Shock jocks and pirate broadcasters won’t be the only ones who will twist radio waves. According to a team of Swedish physicists, it may be possible to twist radio waves and embed even more data in the resulting wave.
You can check out an article on this at New Scientist.
According to the article, the radio frequency ranges between 3 kilohertz and 300 gigahertz. It’s a range that’s crowded with wireless computer signals and cellphone traffic and other informational tech and telephonic periphery.
Even satellite signals, like the ones used to beam the Howard Stern show, are affected.
What’s In It For Us?
If more data can be encoded in a radio wave, as these scientists have demonstrated, there may be more spectrum available for use.
The idea isn’t exactly new, according to the researchers.

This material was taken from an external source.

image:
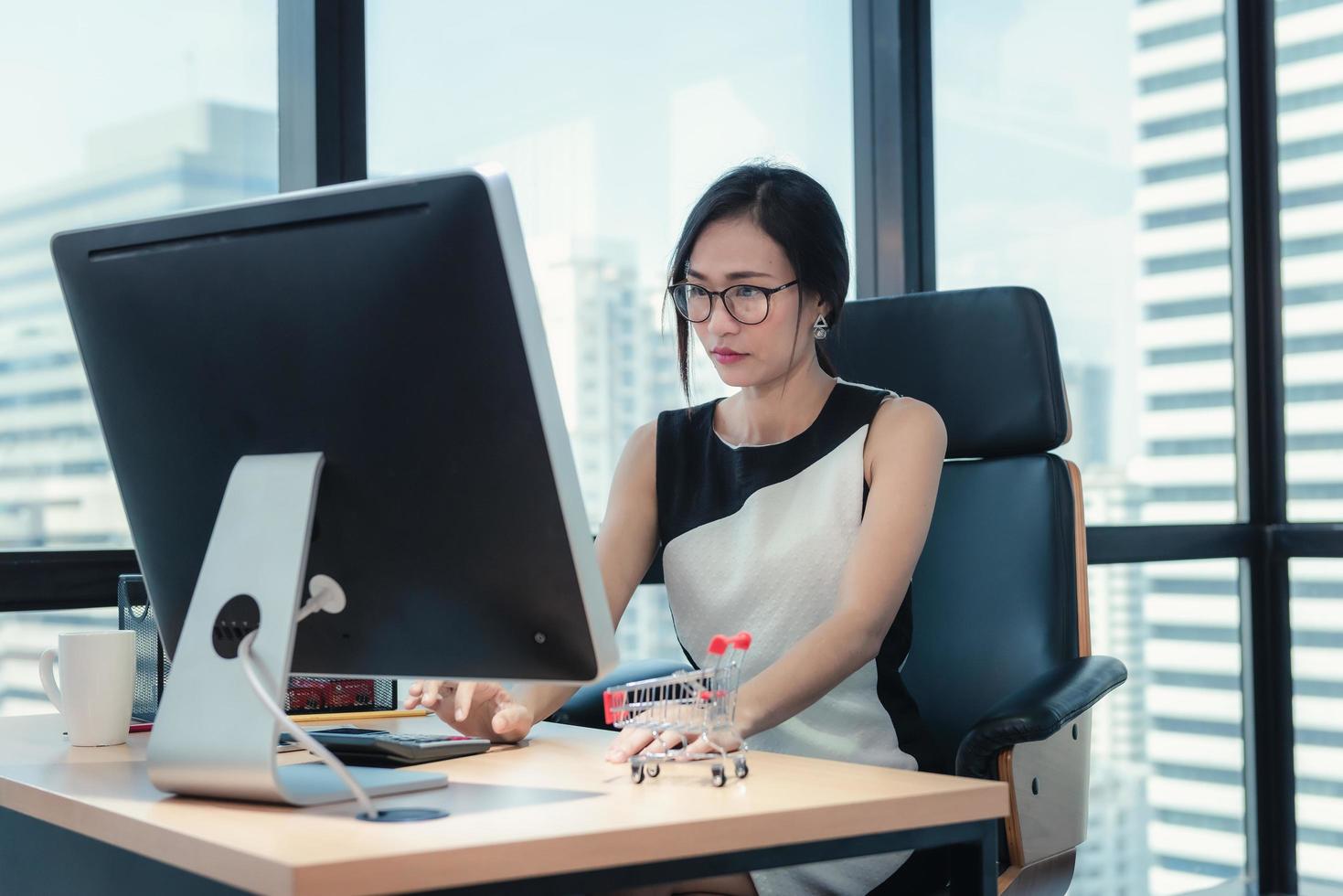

Physicist Thomas Leyser, one of the physicists conducting the research said:
“Twisted laser beams have been researched since the 1990s, but it has only now become possible to create twisted beams at the much lower radio frequencies,” he says.
But the team has added their own technique to the earlier research that may open up vast new territories in the spectrum.
How Does It Work?
According To Leyser, the signal is twisted by firing antennas in sequence to “describe a circle.” They don’t fire at once like normal radio operations. As a twist on the twist, the team fed all the antennas in the array slightly different current.
And the radio twist was born.
One hurdle remains.
No one is sure how much information this new antenna can send and receive. Technically, the article indicates vast quantities of information could be packaged and broadcast by a twisted radio beam.
But cell phones are outfitted with dipole antennas, which can’t sent twisted radio signals.
We’ll just have to see how these challenges can be overcome.